Wednesday, September 21, 2005

Okay, Okay I'll write

It's the last day of summer and I'm sitting in some anonymous building at school abusing the wireless internet. I wasn't meant to be here today. I was meant to be at St. Mike's Hospital taking a course in transdisciplinary research and the health of marginalized populations (actual course name) but the bastards changed the course time on me and everyone else. I guess the benefit of this is that's one course title I'll never have to say again.

Tomorrow's the first day of fall and I'm excited for the weather to cool down and become fall. I'm so tired of this hot weather and feeling hot all the time and sweating and I keep trying to break out the sweaters at the first sign of a chill only to feel cheated in the heat of the mid-morning sunshine. I went for a run this morning with Erin, far too early this morning, early enough that the sun hadn't yet risen by the time we got back. The run was okay and not too long or too hard but what was wonderful was that familiar bite in the air of the cold and the crisp and the impending winter. Of course, now it's thirty degrees outside and this morning was only a tease.

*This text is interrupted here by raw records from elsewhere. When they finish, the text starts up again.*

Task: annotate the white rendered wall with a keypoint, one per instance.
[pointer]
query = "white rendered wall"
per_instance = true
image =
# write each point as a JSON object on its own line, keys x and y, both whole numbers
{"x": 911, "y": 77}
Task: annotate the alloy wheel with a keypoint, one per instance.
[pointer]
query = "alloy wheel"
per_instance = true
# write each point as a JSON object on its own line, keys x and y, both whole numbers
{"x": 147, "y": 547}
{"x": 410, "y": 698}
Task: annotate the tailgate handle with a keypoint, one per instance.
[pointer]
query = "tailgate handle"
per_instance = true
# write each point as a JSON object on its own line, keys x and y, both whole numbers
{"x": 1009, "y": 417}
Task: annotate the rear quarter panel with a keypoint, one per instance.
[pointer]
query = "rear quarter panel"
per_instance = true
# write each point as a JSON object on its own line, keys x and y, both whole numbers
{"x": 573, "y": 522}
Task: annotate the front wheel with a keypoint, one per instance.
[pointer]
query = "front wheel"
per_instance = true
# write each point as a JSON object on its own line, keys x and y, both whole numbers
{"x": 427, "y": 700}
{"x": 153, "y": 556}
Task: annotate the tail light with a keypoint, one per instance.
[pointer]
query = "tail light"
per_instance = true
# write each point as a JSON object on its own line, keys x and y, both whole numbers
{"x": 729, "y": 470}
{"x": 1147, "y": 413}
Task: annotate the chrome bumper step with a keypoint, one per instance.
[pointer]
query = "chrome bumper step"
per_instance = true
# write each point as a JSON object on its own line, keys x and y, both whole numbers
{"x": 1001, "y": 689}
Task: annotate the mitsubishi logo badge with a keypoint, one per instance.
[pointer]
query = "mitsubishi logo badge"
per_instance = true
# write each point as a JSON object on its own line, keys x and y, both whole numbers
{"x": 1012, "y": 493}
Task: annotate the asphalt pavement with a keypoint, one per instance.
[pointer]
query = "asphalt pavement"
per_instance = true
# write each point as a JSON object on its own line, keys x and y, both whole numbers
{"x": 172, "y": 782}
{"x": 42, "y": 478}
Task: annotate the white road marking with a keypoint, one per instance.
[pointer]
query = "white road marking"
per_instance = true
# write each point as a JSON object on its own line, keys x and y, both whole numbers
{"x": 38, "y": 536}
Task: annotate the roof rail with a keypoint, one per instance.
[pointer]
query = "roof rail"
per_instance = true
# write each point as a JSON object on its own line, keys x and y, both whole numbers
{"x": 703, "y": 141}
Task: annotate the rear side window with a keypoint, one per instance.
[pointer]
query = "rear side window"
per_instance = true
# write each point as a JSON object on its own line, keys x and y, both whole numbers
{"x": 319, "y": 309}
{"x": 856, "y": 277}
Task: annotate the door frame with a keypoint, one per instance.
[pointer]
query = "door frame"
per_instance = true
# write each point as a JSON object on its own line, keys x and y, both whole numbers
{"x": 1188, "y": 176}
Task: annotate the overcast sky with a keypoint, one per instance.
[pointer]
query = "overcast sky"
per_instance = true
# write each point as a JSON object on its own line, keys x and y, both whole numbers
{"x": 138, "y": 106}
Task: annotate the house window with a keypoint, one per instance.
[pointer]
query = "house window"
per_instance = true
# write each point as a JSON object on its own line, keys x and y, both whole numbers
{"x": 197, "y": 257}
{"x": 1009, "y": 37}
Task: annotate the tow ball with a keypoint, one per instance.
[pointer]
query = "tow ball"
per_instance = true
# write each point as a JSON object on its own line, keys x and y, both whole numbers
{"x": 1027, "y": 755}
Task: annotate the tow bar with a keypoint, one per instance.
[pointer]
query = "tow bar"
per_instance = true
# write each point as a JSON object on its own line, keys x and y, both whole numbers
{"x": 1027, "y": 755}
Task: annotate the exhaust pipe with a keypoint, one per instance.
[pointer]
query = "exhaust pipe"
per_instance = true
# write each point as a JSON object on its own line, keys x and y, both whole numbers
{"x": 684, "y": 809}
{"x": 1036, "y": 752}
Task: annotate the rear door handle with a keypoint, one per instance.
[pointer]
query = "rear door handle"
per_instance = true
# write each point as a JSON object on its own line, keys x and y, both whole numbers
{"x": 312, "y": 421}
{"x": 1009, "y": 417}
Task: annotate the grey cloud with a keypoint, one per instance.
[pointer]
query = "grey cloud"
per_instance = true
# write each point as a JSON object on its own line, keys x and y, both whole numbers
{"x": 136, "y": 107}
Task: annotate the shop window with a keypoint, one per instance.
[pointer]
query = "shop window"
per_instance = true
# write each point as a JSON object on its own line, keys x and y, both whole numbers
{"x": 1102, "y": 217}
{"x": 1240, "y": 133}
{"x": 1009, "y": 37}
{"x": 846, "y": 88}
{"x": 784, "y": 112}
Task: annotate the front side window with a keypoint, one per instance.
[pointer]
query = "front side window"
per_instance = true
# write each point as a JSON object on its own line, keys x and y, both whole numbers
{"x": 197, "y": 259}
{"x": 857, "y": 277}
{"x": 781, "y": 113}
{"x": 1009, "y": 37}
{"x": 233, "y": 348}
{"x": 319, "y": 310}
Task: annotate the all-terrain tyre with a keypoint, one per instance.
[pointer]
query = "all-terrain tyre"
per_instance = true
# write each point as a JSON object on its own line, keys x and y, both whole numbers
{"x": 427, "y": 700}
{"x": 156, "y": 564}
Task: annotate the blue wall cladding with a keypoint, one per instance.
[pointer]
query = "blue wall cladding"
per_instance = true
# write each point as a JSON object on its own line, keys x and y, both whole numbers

Today is the first class of the two that I will be TA'ing this year. It's the part that I enjoy, I have to remind myself, because it's not a natural part for me, and I don't know whether I'm looking forward to it or dreading it this year. It's the part that I enjoy, I remind myself.

Last weekend, I saw Charlie and Pablo and Dave Brown. Dave Brown I met on college street walking to a walk-in clinic for to get someone to look in my eye (actual conversation: "Can I make an appointment?" "No, you have to walk-in") and it was good to see him. Charlie and Pablo came briefly to Erin's birthday party after the White Stripes. They looked the same but maybe older and taller and Charlie all clean cut and dressed up in Pablo's shirt because they had been warned that the club we were in was fancy, although not really that fancy, but they looked fancy anyways. They didn't stay too long because the drinks were too expensive and Pablo was worried about being too far north and not being able to find his way back. And Charlie's finished a book about his hitchhiking days and he's getting someone to look at it to see if it is any good. And Pablo's married and looking to get pregnant or at least get his wife pregnant or at least keep practicing.

And now? Now it is lunch time and I am hungry and somewhere out there is a bagel and a diet coke with my name on it.